Many examples of continuous functions that are not differentiable spring to mind immediately: the absolute value function is not differentiable at zero; a sawtooth wave is not differentiable anywhere that it changes direction; the Cantor function^{[1]} is an example of a continous function that is not differentiable on an uncountable set, though it does remain differentiable “almost everywhere.”

The goal is to show that there exist functions that are continuous, but that are nowhere differentiable. In fact, what we actually show is that the collection of such functions is, in some sense, quite large and that the set of functions that are differentiable—even if only at a single point—is quite small. First, we need a definition and an important result.

**Definition:** Let \(X\) be a complete metric space,^{[2]} and let \(M \subseteq X\). Then \(M\) is said to be

*nowhere dense*in \(X\) if the closure of \(M\) has empty interior;^{[3]}*meager*in \(X\) if it is the union of countably many nowhere dense sets; and*residual*in \(X\) if it is not meager (i.e. if it is the complement of a meager set.

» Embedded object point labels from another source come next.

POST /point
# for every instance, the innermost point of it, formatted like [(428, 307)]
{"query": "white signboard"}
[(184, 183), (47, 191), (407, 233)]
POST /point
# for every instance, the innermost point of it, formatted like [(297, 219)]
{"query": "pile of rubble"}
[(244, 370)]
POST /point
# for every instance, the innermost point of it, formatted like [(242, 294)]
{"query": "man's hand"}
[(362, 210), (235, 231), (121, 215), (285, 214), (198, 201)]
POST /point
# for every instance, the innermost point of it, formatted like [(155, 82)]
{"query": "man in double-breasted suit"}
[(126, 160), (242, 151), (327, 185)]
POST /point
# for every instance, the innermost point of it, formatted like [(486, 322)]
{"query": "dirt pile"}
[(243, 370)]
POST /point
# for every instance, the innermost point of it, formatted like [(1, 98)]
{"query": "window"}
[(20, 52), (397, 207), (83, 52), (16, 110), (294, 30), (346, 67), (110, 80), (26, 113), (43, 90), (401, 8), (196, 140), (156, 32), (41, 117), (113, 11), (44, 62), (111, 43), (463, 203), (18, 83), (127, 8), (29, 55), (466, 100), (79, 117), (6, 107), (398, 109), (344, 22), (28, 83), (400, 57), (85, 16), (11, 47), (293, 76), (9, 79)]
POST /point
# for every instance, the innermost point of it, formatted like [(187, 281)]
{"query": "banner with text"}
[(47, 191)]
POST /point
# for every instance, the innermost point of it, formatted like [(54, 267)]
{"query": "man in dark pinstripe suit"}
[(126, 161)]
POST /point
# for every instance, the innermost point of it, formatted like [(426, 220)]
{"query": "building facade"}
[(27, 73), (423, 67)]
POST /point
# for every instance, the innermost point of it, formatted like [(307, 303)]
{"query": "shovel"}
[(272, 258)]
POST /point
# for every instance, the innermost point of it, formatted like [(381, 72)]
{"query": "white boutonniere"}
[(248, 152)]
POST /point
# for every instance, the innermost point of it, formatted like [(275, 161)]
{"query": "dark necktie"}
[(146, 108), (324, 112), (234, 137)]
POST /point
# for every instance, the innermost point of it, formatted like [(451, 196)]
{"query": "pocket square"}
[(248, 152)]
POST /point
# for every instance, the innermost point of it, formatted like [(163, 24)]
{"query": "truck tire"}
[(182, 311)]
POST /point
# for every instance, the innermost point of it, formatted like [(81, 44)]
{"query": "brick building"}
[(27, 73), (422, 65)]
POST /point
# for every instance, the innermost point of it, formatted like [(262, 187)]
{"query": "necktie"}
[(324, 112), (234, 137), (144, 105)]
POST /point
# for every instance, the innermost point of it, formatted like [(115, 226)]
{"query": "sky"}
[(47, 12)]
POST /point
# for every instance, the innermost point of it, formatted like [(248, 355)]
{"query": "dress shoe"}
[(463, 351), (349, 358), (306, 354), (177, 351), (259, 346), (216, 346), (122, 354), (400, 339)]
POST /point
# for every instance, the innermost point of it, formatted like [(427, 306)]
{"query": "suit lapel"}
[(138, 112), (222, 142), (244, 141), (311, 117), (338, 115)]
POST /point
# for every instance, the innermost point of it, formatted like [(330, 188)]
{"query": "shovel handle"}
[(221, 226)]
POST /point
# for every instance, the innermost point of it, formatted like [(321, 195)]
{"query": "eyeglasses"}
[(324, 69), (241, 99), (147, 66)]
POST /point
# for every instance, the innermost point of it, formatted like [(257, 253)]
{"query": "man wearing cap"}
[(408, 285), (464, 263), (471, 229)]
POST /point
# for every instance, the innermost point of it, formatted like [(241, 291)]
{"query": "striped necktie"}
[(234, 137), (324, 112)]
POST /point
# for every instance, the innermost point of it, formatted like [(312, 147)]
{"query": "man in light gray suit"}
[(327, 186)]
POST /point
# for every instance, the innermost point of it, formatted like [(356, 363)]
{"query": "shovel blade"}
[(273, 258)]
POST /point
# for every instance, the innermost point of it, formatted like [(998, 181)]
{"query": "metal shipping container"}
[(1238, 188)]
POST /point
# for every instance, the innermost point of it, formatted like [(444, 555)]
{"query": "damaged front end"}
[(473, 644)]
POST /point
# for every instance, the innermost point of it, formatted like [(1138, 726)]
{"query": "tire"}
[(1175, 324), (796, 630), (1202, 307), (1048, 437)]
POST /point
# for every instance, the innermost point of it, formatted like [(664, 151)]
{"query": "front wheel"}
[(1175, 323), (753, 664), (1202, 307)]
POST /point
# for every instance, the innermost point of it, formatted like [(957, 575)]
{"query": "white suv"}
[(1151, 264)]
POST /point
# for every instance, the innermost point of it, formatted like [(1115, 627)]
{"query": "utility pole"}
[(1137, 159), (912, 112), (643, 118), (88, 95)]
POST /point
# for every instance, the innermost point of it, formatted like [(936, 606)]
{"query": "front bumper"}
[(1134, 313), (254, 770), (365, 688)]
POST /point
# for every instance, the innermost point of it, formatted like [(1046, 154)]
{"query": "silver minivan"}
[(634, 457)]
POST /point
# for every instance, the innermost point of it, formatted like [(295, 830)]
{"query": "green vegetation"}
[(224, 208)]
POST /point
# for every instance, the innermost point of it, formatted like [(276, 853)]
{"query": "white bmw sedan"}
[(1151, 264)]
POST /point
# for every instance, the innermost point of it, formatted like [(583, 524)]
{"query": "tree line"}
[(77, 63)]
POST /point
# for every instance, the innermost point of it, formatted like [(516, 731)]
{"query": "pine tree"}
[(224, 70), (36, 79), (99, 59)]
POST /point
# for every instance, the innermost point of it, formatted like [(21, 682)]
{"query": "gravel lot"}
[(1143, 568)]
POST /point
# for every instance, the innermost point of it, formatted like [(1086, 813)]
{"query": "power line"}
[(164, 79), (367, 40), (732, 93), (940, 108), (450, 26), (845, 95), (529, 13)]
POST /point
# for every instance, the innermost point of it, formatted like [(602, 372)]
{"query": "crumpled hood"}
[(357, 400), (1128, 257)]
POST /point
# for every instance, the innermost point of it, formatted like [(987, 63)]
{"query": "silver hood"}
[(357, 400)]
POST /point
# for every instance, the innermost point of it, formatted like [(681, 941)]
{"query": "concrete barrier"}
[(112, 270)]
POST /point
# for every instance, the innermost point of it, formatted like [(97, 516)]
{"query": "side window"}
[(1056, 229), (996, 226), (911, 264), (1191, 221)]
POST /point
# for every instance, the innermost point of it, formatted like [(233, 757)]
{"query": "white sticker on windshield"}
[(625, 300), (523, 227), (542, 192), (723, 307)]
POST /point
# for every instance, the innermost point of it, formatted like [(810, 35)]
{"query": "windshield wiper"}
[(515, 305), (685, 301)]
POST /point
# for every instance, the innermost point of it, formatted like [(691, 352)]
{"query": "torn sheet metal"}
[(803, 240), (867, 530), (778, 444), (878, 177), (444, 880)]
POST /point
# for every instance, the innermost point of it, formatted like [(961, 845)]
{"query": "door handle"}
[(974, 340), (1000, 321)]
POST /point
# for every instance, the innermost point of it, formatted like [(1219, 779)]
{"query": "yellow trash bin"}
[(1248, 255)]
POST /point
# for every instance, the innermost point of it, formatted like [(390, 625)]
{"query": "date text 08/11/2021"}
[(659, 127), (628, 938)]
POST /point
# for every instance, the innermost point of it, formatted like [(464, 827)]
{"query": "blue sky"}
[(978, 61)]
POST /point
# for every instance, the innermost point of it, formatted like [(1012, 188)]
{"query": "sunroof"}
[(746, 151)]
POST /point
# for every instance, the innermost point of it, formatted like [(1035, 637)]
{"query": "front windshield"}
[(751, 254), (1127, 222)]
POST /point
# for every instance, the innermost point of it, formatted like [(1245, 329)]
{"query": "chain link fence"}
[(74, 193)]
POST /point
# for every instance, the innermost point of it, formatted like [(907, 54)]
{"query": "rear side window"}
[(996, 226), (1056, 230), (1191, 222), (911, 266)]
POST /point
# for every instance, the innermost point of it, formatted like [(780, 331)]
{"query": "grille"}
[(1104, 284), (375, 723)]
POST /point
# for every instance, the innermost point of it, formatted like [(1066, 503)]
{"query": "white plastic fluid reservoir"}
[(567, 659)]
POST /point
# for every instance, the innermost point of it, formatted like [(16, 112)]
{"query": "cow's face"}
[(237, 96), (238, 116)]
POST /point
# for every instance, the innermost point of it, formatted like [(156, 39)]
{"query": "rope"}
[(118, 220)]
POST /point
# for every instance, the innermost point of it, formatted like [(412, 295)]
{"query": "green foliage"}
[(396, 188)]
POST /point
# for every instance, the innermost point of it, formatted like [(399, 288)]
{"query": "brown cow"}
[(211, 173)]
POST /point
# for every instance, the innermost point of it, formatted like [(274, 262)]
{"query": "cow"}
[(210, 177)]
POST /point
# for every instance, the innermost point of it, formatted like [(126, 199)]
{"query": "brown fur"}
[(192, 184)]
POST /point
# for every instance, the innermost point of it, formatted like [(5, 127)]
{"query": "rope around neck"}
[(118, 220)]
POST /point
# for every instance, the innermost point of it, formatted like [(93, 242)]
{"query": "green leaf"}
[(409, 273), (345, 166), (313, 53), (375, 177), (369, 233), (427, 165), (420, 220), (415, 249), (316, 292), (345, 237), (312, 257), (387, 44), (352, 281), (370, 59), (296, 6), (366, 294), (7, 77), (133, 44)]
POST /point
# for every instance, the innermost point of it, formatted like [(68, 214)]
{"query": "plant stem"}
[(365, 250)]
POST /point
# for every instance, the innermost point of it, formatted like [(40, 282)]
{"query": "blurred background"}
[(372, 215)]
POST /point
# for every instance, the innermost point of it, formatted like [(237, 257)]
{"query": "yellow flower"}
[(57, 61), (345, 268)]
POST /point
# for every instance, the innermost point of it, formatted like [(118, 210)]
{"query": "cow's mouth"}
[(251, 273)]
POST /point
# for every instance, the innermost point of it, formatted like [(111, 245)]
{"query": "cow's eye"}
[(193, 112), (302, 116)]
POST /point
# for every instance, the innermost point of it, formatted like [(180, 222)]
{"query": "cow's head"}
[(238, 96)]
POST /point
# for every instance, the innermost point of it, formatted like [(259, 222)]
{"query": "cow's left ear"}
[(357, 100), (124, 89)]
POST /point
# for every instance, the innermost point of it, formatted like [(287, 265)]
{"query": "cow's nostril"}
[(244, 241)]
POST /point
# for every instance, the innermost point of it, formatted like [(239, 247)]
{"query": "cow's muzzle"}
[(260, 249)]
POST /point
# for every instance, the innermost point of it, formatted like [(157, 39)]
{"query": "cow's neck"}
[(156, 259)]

This definition provides a topological notion of what it means for a subset of a metric space to be “small.” Nowhere dense sets are tiny—almost insignificant—subsets, while residual sets are quite large (relative to the ambient space). It is also worth noting that meager sets were originally called “sets of the first category,” and residual sets were originally called “sets of the second category,” leading to the name of the following theorem:

**Baire’s Category Theorem:** *If a metric space \(X\ne\emptyset\) is complete, then it is residual in itself.*

*Proof:* Suppose for contradiction that \(X\) is meager in itself. Then we may write \[X = \bigcup_{k=1}^{\infty} M_k,\] where each \(M_k\) is nowhere dense. As \(M_1\) is nowhere dense in \(X\), its closure has empty interior, and therefore contains no nonempty open sets. But \(X\) does contain at least one nonempty open set—\(X\) itself. Hence \(\overline{M}_1\ne X\) and so, since \(\overline{M}_1\) is closed, its complement is both open and nonempty. Choose some \(p_1\in X\setminus \overline{M}_1\). Since \(X\setminus \overline{M}_1\) is open, there exists some \(\varepsilon_1 \in (0,\frac{1}{2}\) such that \(B(p_1,\varepsilon_1)\subseteq X\setminus \overline{M}_1\). Let \(B_1 := B(p_1,\varepsilon_1)\).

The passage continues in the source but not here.